On the steps of City Hall March 17, the group demanded that the city and state budgets include full funding to make CUNY free, modernize CUNY infrastructure, hire more faculty and staff and subsidize free OMNI cards for CUNY students.

CUNY Rising Alliance Coordinator Zaakirah Rahman at the press conference (Credit: Paul Frangipane).
CUNY’s senior colleges and professional schools are funded mostly by the state. The community colleges are funded by both the city and state, with about 75% covered by the city. The CUNY for All campaign is a city equivalent to the state-level New Deal for CUNY.
“Investing in our students is investing in the future of New York City,” said Rita Joseph, the council’s higher education chair, who had previously served as the chair of the education committee.
She noted that CUNY has been an engine of upward mobility for immigrant and working-class New Yorkers. In particular, she said, programs like Accelerated Study in Associate Programs (ASAP) and Accelerate, Complete, Engage (ACE) have been vital for students to lift themselves up through the CUNY system.

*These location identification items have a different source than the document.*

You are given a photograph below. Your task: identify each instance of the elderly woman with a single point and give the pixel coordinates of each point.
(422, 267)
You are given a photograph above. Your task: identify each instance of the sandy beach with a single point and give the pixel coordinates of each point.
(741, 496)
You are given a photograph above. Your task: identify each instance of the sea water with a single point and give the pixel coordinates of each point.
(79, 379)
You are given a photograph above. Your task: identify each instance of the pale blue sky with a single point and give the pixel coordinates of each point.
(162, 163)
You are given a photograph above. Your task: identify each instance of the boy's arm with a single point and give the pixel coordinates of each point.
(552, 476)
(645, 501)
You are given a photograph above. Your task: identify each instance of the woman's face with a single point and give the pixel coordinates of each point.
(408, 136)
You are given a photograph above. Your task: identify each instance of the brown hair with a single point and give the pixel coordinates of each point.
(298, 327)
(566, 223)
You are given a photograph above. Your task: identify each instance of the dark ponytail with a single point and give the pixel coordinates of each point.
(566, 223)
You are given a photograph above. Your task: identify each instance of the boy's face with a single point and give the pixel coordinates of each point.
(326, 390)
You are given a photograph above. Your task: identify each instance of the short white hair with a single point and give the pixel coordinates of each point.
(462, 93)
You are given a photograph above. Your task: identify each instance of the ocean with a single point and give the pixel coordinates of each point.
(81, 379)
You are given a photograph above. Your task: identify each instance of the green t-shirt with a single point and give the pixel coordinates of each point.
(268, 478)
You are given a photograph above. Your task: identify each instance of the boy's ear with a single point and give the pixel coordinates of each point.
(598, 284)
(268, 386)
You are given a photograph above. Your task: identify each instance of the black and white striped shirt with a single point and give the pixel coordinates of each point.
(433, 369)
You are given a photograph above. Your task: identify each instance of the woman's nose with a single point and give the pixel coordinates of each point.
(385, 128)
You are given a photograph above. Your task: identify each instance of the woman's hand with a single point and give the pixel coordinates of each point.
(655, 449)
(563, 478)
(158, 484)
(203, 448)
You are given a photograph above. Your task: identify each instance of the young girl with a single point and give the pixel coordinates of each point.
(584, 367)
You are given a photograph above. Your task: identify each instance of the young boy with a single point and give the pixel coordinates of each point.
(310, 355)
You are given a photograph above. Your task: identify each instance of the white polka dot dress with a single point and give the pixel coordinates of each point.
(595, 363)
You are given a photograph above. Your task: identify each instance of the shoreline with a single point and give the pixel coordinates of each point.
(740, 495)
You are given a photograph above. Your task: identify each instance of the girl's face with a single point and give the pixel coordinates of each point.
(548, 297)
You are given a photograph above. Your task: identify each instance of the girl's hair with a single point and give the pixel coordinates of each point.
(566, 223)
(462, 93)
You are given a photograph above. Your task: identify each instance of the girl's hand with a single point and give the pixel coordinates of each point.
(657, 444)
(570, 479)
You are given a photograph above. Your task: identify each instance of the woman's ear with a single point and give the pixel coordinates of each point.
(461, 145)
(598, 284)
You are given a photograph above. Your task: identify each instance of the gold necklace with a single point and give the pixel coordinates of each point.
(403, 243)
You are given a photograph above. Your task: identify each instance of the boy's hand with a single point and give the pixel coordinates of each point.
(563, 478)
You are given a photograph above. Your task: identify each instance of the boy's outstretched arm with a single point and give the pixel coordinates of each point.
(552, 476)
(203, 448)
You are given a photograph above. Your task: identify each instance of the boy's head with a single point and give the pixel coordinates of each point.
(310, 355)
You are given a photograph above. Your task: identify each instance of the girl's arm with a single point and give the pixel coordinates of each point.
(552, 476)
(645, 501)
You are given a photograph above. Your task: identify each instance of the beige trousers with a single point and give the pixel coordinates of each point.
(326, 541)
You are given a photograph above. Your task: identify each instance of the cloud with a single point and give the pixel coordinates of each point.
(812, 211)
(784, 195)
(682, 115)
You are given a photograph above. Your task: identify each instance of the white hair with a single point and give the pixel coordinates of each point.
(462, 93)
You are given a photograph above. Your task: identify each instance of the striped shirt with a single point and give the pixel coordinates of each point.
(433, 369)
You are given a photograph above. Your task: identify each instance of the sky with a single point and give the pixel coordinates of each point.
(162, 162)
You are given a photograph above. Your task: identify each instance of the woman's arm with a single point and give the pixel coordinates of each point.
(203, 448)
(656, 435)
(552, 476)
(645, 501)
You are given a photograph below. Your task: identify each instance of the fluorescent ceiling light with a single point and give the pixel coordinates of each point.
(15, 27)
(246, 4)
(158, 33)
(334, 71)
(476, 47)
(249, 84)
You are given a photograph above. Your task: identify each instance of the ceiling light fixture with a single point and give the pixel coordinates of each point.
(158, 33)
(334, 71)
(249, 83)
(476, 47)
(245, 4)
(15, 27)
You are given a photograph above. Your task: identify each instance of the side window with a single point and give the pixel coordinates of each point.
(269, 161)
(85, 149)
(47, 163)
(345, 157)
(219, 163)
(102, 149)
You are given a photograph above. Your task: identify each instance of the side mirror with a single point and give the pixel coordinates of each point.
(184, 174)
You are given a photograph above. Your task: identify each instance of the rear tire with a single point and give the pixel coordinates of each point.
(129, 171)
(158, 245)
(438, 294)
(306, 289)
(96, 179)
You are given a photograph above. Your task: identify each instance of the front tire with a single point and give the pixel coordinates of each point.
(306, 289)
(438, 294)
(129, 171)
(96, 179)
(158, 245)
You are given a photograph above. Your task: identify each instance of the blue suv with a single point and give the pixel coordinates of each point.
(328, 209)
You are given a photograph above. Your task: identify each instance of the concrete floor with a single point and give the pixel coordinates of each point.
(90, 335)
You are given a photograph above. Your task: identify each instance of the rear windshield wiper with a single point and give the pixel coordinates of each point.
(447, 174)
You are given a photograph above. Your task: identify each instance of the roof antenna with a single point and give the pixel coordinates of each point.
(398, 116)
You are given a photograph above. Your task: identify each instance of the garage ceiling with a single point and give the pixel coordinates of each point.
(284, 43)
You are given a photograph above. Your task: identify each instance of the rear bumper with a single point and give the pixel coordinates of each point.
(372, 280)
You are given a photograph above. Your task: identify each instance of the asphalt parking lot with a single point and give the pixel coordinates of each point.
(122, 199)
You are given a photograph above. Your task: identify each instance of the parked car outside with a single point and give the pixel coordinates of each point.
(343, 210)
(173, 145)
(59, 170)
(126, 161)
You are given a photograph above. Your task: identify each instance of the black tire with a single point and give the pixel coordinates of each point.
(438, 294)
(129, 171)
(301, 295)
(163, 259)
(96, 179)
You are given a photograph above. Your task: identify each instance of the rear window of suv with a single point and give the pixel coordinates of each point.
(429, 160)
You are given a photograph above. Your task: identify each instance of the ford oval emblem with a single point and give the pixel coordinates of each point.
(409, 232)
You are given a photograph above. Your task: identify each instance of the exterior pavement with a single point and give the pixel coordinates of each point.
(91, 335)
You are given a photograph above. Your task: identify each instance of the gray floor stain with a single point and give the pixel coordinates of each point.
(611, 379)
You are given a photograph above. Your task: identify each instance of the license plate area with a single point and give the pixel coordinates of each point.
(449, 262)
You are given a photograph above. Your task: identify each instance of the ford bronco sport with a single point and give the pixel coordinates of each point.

“We must expand them, not cut them,” Joseph said.
PSC President James Davis said that for the third straight year CUNY enrollment has increased, particularly in the community colleges, which are funded in large part by the city budget.
Four years of budget cuts enacted by former Mayor Eric Adams have left CUNY colleges with nearly 400 unfilled civilian and pedagogical positions. Funding for these positions was restored in Adams’ final budget after years of union and coalition push-back, but CUNY management has not yet filled all of the vacancies. The PSC and allies at the CUNY for All event called on the University to hire additional faculty with the restored funds and urged city leaders to fund an additional 2900 faculty positions.

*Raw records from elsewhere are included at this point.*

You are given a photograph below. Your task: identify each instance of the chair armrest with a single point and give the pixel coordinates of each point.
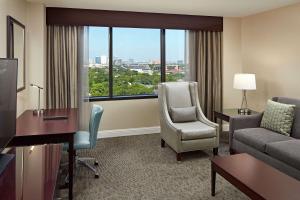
(243, 121)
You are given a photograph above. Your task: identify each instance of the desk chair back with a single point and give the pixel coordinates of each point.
(96, 114)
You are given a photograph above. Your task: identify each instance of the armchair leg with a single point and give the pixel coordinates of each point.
(231, 151)
(179, 156)
(162, 143)
(215, 150)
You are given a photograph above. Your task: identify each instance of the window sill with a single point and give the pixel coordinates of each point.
(116, 98)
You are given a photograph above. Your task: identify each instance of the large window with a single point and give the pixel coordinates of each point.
(129, 63)
(136, 61)
(175, 55)
(98, 61)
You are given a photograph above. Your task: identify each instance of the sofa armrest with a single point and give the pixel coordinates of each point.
(243, 121)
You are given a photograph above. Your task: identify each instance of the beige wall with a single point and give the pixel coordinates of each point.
(36, 51)
(16, 9)
(232, 61)
(32, 16)
(271, 50)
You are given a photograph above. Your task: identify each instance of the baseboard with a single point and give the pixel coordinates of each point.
(137, 131)
(128, 132)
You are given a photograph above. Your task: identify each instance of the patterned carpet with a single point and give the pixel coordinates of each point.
(136, 167)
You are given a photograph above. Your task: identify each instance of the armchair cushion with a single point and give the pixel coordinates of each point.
(195, 130)
(258, 138)
(187, 114)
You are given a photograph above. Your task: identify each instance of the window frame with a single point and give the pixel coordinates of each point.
(110, 96)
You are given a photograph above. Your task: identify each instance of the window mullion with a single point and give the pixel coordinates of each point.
(163, 54)
(110, 62)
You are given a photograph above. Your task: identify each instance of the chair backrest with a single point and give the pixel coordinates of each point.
(96, 114)
(178, 94)
(296, 124)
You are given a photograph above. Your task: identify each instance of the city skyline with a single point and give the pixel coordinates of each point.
(141, 45)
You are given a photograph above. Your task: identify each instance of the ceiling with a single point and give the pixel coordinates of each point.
(226, 8)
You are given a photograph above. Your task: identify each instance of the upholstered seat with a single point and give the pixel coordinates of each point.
(195, 130)
(81, 141)
(88, 139)
(179, 102)
(258, 138)
(286, 151)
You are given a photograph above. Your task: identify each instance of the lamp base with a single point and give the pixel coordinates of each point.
(244, 111)
(38, 112)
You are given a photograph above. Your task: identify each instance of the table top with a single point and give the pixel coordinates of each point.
(29, 124)
(234, 112)
(32, 174)
(259, 177)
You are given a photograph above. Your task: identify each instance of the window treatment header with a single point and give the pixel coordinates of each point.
(87, 17)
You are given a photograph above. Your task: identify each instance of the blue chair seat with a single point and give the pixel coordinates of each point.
(81, 141)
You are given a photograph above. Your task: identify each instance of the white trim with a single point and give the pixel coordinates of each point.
(225, 127)
(128, 132)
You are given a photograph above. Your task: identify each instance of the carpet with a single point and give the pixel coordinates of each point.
(136, 167)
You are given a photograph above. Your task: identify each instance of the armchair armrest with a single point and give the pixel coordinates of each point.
(243, 121)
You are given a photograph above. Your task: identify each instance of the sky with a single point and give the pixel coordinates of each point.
(136, 43)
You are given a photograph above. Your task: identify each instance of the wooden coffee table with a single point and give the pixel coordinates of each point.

“The time is now to invest in CUNY. Our students should have the same access to full-time faculty as students at most other colleges and universities.” Davis said.

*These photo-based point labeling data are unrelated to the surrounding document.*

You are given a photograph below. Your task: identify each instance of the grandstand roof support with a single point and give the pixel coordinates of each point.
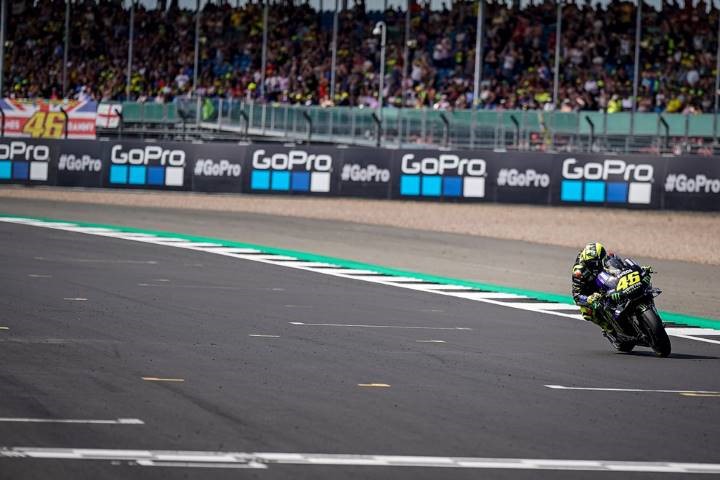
(636, 69)
(66, 48)
(406, 52)
(717, 83)
(264, 51)
(333, 65)
(3, 14)
(131, 37)
(478, 52)
(558, 39)
(381, 29)
(196, 61)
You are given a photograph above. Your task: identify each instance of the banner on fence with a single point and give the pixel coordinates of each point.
(630, 181)
(45, 118)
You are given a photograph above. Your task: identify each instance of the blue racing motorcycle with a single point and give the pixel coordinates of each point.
(629, 307)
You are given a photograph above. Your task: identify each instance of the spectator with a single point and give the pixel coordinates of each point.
(597, 55)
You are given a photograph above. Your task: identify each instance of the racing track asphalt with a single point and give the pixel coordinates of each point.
(480, 394)
(688, 288)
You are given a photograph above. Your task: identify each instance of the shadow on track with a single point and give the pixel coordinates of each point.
(673, 356)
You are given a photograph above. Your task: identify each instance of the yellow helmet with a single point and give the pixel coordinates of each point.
(593, 254)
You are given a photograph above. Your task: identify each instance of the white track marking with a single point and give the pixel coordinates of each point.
(537, 306)
(690, 337)
(119, 421)
(485, 296)
(556, 309)
(693, 331)
(200, 459)
(631, 390)
(374, 326)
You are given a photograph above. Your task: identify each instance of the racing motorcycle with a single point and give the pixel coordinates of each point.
(629, 307)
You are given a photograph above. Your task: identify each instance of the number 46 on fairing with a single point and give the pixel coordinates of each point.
(45, 125)
(628, 281)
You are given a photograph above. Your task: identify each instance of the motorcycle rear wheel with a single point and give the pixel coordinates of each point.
(624, 347)
(655, 331)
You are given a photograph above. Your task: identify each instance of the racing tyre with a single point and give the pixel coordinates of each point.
(657, 336)
(625, 347)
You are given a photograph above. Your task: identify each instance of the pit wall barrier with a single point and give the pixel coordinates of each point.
(629, 181)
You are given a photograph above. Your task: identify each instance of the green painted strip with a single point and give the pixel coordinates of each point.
(693, 321)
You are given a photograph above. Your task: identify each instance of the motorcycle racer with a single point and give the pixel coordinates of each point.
(588, 264)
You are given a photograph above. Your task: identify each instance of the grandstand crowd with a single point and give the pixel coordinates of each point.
(678, 55)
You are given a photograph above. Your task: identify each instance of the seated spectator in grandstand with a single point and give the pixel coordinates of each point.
(597, 55)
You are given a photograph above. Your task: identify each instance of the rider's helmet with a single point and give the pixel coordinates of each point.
(593, 255)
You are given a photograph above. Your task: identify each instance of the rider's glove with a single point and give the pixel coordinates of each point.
(594, 300)
(648, 270)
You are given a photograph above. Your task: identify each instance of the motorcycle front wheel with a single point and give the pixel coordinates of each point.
(655, 331)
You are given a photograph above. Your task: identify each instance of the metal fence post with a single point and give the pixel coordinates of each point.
(446, 130)
(67, 121)
(473, 122)
(352, 123)
(263, 117)
(308, 119)
(516, 139)
(592, 133)
(378, 128)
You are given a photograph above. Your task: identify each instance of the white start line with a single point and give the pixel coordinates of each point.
(203, 459)
(118, 421)
(509, 300)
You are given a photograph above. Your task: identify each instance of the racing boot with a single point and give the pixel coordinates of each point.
(619, 345)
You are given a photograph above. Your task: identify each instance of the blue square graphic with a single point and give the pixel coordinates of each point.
(594, 191)
(280, 181)
(20, 170)
(571, 191)
(301, 181)
(118, 174)
(617, 192)
(5, 169)
(156, 175)
(260, 180)
(452, 186)
(137, 175)
(431, 185)
(410, 185)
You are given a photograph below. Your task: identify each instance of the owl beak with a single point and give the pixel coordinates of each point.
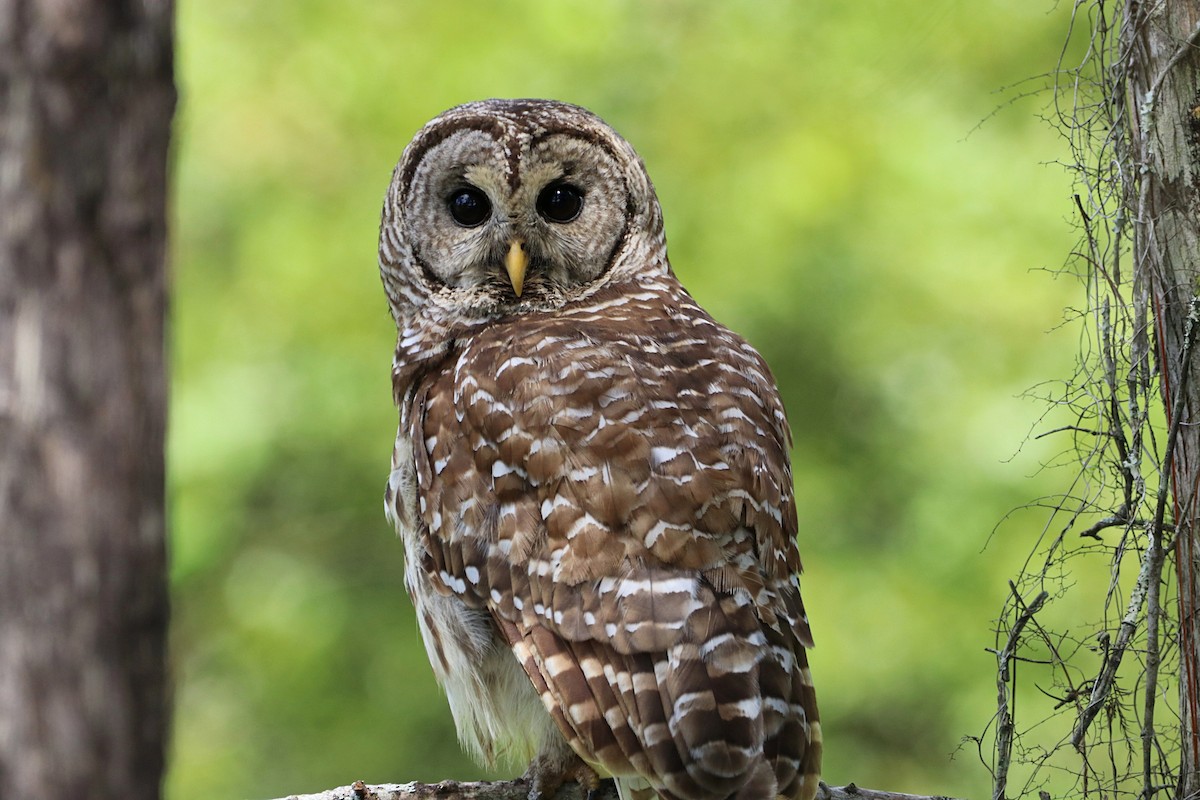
(516, 263)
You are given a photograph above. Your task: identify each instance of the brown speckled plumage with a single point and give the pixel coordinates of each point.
(592, 479)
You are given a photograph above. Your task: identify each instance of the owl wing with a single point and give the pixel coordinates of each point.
(613, 486)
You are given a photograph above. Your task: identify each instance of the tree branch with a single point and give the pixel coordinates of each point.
(519, 789)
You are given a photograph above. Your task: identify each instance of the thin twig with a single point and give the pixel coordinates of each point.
(1006, 672)
(520, 791)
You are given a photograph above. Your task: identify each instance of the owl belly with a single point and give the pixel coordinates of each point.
(496, 710)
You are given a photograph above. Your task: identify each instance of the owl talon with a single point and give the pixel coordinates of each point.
(549, 771)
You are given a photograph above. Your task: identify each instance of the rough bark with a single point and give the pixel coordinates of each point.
(520, 791)
(87, 97)
(1164, 108)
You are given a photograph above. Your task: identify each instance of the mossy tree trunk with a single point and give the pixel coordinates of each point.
(1164, 113)
(87, 97)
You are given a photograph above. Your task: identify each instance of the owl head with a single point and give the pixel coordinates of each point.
(503, 206)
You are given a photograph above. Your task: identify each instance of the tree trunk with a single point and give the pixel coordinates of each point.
(87, 96)
(1164, 108)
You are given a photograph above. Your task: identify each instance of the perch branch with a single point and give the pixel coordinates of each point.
(519, 789)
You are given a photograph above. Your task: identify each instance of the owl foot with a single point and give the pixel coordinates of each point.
(551, 770)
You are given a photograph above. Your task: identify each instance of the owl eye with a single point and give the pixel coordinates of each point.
(469, 206)
(561, 202)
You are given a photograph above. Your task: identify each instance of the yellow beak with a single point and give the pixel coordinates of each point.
(516, 263)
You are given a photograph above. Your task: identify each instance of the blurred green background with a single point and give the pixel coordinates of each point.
(837, 187)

Akkeem Polack, the chairperson of the University Student Senate, said that his group was demanding the city and state fund public transit costs for CUNY students. Clarion recently ran an op-ed about the importance of funding free transit for CUNY. “For too many CUNY students, the biggest barrier to success is simply getting to class. Transportation access is not a luxury; it is a necessity,” he said in a statement. “Free OMNY cards for CUNY students would remove one of the most immediate financial burdens our students face, increase retention and graduation rates, and directly strengthen New York’s workforce.”
New York’s K-12 students receive free OMNY Cards, but CUNY students do not. As a step toward free transit for all CUNY students, the groups called on the City to provide $700,000 to fund half of a Commuter Grant Pilot Program of free OMNY cards for student parents, students with disabilities, and other high need populations. The state would pay the other half.
The state budget negotiations may conclude this month by the often-missed April 1 deadline, but the outcome of the state budget agreement will have a tremendous impact on negotiations for a city budget, which are due to conclude in the summer.
The coalition’s other city budget demands: “$11.7 million to expand CUNY Reconnect, a program that has helped 47,000 students re-enroll in CUNY; $74 million to hire 352 culturally competent advisors to achieve an advisor-to-student ratio of 1 to 100; $22 million to hire 119 mental health counselors to students to achieve a counselor-to-student ratio of 1 to 500, and $26 million to provide bridge funding to replace lost federal research dollars.”
The coalition, which also includes NYPIRG, Young Invincibles and uAspire, has other city demands as well: “$86 million to double the number of students who attend community college free and receive wraparound support services through ASAP” and “$9.1 million to expand ACE, the senior college version of ASAP” and “increased capital investment to fix CUNY’s crumbling infrastructure and update facilities.”
Public Advocate Jumaane Williams said that his office’s first major report was about the importance of CUNY for upward mobility. For him, there was no excuse for the city and state to short-change public higher education in New York City.
“During the Great Depression we found money for CUNY,” he said.